I found it, the note that made Papa go away. I wrote on the edge of the paper. Fixed it.
And now it said: "Don't forget who you are, Arlo."
I slid down into the unicorn trap. The cold metal ladder was wet from rain. The tarp had a rope tied round it, and several layers of duct tape keeping it all tight. I ripped a strip of tape off the tarp and stuck the note underneath it, then sealed it shut again.

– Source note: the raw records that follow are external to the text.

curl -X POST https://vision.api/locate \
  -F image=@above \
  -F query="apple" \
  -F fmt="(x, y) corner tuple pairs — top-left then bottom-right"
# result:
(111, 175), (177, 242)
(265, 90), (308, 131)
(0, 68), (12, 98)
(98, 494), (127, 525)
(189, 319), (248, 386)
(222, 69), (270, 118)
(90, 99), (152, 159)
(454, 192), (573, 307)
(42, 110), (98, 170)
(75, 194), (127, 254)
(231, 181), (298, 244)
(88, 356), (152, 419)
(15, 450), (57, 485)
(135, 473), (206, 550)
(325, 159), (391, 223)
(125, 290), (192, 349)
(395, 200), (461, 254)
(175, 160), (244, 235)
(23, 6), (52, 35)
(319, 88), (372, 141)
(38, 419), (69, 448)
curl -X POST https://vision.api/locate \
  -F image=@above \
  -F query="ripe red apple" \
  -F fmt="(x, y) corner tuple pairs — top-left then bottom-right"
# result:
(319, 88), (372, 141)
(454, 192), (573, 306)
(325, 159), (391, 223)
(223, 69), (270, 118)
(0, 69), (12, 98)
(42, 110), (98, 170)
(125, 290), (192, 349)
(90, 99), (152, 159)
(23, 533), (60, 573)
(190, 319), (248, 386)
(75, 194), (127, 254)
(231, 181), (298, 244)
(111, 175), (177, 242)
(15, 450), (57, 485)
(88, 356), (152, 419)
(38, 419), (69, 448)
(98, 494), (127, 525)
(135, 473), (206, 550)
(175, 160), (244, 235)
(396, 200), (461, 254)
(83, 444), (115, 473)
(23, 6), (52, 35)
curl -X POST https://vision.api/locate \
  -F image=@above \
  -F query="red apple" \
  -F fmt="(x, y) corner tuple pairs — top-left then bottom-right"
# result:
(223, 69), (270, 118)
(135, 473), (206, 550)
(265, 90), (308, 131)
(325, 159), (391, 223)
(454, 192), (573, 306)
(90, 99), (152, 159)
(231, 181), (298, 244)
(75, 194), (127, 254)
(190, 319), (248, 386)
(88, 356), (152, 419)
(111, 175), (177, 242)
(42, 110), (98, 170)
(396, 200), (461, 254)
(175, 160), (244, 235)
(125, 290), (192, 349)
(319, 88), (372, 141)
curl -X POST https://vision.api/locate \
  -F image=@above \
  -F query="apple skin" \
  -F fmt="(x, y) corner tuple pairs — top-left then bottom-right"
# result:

Ansa was waiting for me when I climbed back out. She gave me an apple and a fingerful of peanut butter. We sat on the grass and watched the sky, listening to Mam move around in the tent, holding back headaches with her will alone. We waited for the ground to open up, and for Papa to emerge, elbow then arm then shoulder, until he was curled up on the dark earth, gasping for air. And we would slide down the ladder, laughing, to help him pull out his legs and brush the dirt from his skin. To take him by the hand and lead him almost home.
The End
This story was first published on Friday, November 2nd, 2012


Author Comments

I wrote the first draft of this story for a high school assignment, years ago, and dug it up again maybe last January. After all the subsequent drafts I did, the story and characters are practically unrecognizable. If you could compare it to the original, you'd see I only kept about two scenes! The end result is a story that's a little bit about growing up, but mostly, I think, about other stories. The ones we tell ourselves to make our lives okay. The ending was the hardest for me to write, because I couldn't figure out whether I wanted the dad to return or not. Ultimately, I realized this story is about Ansa and her sister; the path home and whether Arlo takes it, that's his story.